While it would be foolish to be complacent about the security situation, the reality is that al-Qa'ida has failed to cause the chaos it threatened against a government it hates even more than that of the US. While the latter struggles to achieve anything tangible in Iraq, Saudi is currently winning its war on terror.
Meanwhile, the economy has never had it so good. Nominal GDP growth will be close to 20 per cent this year and yet inflation remains contained. The current account surplus is forecast to reach $114bn (£60bn). Income per capita growth is one of the fastest in the world.
Of course, the black stuff is central to this, with oil export earnings pouring in to the value of $17bn a month - roughly 25 per cent up on last year (itself a record year). Saudi is in a unique position, not just as Opec's biggest producer (31 per cent of output) but also as the ultimate determiner of the oil price. This is thanks to years of sensible investment in productive capacity, unlike Iran and Venezuela. Output will rise by an astonishing 30 per cent by 2010.

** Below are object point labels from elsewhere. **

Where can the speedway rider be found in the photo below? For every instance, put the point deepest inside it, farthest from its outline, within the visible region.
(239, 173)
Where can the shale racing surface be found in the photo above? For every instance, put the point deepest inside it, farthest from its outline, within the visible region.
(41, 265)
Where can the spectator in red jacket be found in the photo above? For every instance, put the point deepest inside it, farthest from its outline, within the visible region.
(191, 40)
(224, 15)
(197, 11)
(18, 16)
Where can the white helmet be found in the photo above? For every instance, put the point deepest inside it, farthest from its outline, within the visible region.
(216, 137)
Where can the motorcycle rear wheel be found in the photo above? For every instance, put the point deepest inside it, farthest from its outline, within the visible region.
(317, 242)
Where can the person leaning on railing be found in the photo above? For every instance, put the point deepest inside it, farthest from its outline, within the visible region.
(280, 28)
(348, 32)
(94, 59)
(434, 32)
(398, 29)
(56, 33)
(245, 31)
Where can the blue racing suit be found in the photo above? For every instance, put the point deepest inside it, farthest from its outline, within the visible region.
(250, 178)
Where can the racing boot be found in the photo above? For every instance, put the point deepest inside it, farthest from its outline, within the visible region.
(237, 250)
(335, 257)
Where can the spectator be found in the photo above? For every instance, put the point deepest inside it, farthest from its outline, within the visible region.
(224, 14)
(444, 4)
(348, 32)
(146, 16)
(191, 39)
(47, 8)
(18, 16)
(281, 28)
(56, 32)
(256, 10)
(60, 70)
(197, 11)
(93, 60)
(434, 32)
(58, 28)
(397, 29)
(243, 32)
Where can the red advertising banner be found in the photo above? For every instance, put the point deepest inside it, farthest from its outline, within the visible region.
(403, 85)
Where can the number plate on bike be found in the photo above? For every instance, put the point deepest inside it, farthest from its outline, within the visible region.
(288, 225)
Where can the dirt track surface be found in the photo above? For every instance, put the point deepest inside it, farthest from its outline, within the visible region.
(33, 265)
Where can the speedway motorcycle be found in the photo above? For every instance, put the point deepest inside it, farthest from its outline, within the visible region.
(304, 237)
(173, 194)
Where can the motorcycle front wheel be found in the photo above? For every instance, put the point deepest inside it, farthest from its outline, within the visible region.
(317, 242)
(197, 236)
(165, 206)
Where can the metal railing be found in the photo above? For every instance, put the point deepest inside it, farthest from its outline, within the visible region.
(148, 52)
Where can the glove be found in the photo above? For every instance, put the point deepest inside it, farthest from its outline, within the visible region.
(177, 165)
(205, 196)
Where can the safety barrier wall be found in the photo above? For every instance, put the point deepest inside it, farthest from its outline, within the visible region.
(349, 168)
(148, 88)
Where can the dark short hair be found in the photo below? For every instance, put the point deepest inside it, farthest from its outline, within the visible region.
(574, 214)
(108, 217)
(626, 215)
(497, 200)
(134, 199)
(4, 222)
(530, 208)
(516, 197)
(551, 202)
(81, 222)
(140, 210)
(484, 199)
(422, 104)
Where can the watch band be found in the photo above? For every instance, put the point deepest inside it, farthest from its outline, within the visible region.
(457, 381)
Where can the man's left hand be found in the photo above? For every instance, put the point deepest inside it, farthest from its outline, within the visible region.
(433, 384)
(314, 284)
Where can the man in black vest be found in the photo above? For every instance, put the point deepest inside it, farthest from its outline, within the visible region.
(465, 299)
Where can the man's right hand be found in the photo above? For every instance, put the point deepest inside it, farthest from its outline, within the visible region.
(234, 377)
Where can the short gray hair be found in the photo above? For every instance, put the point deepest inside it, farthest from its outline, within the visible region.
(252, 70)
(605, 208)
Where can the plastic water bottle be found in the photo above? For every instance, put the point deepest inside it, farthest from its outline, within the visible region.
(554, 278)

But oil is not the whole story. While in much of the West, 9/11 led to increased isolationism, the Saudi response was greater openness and structural reform, culminating in membership of the World Trade Organisation in 2005. This has helped the economy to diversify, with bigger contributions now being made by construction, transport and communications.
This expansion is driven by the metamorphosis of the Saudi infrastructure - evidence that the economic windfall is being well spent. Some of the projects under way are gargantuan: the King Abdullah Economic City stretches over 168 million square metres and will eventually have a population of two million.
Such dynamism creates numerous opportunities for international partners, many of whom are British, given our enduring relationship with the Arab state. Some FTSE companies have major operations in the country, including BAE, Shell, Amec, Glaxo and Tate & Lyle.
Some foreign companies were unsettled earlier in the year by the dramatic collapse in the Tadawul stock market, which lost nearly half its value. But this has done nothing to slow the economic pace, with the most recent forecasts for growth edging upwards.
If anything, the gyrating stock market is evidence of the need for even greater reform. Too much of the Saudi windfall was channelled by individuals into the relatively few stocks that make up the index. There is a desperate need for Saudis to invest internationally.
This topic dominated conversation on my last night in the kingdom - a magnificent banquet prepared by the finest Egyptian chefs for more than a dozen leading industrialists. Like hyper-successful businessmen in any part of the world, their minds are turning from wealth creation to wealth protection. Reaching out overseas combines both.